Donald Trump n'est pas le premier président auquel s'est frotté le journaliste Bob Woodward, à l'origine du scandale du Watergate qui a poussé Richard Nixon à la démission. Dans son dernier livre, celui-ci décrit, sur la base de nombreux témoignages d'anciens collaborateurs, un "élève de CM2" à la Maison-Blanche.

Bob Woodward vient de publier "Fear", "un autre mauvais livre" selon le président américain
Bob Woodward vient de publier "Fear", "un autre mauvais livre" selon le président américain © AFP / Mandel Ngan, Jim Watson

Le moins qu'on puisse dire, c'est que nombre de ceux qui ont travaillé avec Donald Trump semblent en avoir gardé un souvenir désastreux. La légende du journalisme Bob Woodward n'a donc eu aucun mal à trouver des témoignages très critiques sur le président américain et sa gestion du pays (des ragots ou des inventions, selon le principal intéressé).

Prenez John Kelly par exemple, secrétaire général de la Maison Blanche (traditionnellement l'homme qui côtoie le plus le président), qui le qualifie carrément "d'idiot" : "ça ne sert à rien d'essayer de le convaincre de quoi que ce soit. Il a totalement déraillé. Je ne sais même pas pourquoi nous sommes ici, c'est le pire boulot que j'ai jamais eu..."

Plus inquiétant, cet échange téléphonique qu'il aurait eu avec le général Jim Mattis, ministre de la Défense, où le président américain évoque Bachar al-Assad : "Tuons-le, bordel ! Allons-y, on leur rentre dedans et on les bute." Le général conteste les "mots méprisants" qu'il aurait ensuite eus envers le président (qualifié "d'élève de CM2 ou de 6e")... Mais pas l'épisode lui-même.
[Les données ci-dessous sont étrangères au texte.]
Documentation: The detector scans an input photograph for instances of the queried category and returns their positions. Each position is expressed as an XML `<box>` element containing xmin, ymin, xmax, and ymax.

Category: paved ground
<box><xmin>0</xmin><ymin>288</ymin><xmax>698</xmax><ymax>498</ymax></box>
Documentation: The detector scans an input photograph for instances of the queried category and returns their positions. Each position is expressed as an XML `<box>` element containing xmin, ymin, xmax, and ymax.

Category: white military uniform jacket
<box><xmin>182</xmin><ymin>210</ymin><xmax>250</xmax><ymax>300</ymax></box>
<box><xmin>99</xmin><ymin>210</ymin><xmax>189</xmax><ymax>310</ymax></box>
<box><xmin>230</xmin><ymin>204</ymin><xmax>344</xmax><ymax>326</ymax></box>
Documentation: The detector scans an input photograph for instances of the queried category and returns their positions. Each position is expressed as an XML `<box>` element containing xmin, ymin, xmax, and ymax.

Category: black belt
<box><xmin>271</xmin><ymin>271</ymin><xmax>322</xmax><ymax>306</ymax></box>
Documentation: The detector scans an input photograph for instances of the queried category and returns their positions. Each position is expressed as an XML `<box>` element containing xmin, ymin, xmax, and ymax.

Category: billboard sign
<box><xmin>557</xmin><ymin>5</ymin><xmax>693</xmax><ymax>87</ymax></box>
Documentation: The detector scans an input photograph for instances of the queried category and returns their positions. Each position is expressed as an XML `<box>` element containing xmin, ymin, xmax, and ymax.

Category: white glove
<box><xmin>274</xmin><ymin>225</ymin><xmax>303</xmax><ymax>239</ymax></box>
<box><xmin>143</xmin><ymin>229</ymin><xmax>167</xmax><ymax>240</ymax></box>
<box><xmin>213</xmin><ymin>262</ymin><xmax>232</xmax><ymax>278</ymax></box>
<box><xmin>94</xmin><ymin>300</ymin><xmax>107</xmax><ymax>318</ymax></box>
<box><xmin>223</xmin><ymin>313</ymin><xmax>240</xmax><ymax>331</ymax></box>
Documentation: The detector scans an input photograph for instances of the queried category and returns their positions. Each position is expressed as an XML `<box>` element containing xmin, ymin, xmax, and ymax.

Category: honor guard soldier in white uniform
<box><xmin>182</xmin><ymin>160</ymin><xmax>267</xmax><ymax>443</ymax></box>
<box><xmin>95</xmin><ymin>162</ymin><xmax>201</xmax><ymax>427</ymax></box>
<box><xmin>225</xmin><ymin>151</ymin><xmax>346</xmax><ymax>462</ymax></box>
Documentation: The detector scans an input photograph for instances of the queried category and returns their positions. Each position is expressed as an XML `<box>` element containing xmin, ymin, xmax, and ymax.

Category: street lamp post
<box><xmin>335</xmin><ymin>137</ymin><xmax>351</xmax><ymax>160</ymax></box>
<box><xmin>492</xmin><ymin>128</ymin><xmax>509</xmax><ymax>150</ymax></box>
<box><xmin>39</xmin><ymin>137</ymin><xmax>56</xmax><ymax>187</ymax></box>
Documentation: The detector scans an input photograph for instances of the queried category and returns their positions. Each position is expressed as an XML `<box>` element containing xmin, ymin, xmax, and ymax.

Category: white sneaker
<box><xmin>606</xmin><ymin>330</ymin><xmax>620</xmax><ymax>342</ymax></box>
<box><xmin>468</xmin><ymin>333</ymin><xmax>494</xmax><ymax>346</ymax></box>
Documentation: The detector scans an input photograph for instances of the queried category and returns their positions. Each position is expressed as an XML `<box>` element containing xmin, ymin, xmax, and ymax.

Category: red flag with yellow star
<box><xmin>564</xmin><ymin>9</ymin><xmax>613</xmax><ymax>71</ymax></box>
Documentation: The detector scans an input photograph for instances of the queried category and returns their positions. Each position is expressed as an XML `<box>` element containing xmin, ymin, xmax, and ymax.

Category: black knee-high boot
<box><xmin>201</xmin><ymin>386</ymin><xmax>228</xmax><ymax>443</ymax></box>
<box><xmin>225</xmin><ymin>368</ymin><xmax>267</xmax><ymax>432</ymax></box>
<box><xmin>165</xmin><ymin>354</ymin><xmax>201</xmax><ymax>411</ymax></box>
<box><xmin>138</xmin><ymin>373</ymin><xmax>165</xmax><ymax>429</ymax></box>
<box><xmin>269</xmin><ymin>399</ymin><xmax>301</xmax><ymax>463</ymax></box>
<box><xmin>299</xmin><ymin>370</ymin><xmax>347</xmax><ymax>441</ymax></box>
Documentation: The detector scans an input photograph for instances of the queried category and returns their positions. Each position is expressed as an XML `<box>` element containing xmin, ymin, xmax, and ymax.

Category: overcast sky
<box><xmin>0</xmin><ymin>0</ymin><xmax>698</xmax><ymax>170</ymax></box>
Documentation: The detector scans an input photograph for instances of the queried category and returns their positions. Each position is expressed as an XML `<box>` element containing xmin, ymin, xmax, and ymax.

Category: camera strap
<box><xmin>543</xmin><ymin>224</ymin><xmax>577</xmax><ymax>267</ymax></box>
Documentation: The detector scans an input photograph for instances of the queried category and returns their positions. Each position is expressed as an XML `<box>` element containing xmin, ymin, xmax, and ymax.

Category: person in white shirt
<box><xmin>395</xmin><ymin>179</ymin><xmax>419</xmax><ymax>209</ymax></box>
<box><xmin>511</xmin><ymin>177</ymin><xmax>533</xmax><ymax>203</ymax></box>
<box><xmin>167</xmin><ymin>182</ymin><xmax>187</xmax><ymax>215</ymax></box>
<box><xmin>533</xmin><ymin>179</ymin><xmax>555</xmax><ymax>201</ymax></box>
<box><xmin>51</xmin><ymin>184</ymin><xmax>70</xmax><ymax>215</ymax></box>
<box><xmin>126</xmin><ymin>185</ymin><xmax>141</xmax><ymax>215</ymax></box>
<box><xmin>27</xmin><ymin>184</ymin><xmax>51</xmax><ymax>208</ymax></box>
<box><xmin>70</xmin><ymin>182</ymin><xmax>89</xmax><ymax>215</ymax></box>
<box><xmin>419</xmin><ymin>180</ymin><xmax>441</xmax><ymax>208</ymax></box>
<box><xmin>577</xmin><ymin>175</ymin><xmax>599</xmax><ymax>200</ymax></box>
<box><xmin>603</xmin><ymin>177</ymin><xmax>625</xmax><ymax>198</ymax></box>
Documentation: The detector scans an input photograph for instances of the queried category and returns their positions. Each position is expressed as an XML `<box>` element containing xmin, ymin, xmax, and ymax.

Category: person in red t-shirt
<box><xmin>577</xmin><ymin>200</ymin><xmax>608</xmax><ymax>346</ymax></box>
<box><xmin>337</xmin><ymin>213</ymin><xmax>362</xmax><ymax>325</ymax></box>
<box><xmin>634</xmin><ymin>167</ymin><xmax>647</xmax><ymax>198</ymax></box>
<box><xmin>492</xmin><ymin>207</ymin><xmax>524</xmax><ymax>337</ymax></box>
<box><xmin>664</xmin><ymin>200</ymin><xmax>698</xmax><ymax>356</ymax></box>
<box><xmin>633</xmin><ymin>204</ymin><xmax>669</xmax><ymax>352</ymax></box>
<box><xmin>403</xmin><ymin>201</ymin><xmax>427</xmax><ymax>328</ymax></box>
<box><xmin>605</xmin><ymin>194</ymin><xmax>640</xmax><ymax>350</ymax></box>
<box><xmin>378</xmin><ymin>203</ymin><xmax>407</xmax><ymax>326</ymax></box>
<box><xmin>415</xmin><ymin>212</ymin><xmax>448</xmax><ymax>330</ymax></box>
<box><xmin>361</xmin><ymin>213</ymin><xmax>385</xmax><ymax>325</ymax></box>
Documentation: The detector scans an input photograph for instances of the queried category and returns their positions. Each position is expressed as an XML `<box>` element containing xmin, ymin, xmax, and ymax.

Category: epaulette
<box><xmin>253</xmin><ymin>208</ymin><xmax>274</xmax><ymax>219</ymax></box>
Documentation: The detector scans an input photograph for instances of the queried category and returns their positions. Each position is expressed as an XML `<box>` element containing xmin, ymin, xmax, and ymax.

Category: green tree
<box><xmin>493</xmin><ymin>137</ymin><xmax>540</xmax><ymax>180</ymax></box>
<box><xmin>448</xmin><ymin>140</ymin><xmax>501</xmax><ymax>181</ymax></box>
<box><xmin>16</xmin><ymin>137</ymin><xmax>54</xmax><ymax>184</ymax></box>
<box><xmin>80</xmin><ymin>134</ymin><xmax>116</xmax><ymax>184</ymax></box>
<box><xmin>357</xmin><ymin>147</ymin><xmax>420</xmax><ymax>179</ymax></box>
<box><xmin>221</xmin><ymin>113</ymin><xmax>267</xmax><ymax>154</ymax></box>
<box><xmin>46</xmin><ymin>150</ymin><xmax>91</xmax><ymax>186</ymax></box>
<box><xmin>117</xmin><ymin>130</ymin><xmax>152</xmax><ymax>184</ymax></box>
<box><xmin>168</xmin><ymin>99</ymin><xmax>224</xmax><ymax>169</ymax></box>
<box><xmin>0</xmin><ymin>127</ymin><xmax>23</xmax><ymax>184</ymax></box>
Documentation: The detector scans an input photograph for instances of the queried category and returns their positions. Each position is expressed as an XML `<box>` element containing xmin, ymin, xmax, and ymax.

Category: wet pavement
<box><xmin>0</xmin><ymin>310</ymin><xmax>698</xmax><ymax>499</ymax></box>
"Je ne vais pas rester assis et le laisser passer pour un idiot"

Du côté des anciens conseillers de la Maison-Blanche, le ton est plus assumé mais tout aussi acerbe. L'un de ses conseillers économiques le qualifie de "menteur professionnel", tandis qu'un ancien chef du personnel appelle la chambre du président "l'atelier du diable" et les heures où il tweete "l'heure des sorcières". Le même raconte l'ambiance catastrophique dans l'entourage de Donald Trump : "quand vous mettez un serpent, un rat, un faucon, un lapin, un requin et une otarie dans un zoo sans mur, les choses tournent mal."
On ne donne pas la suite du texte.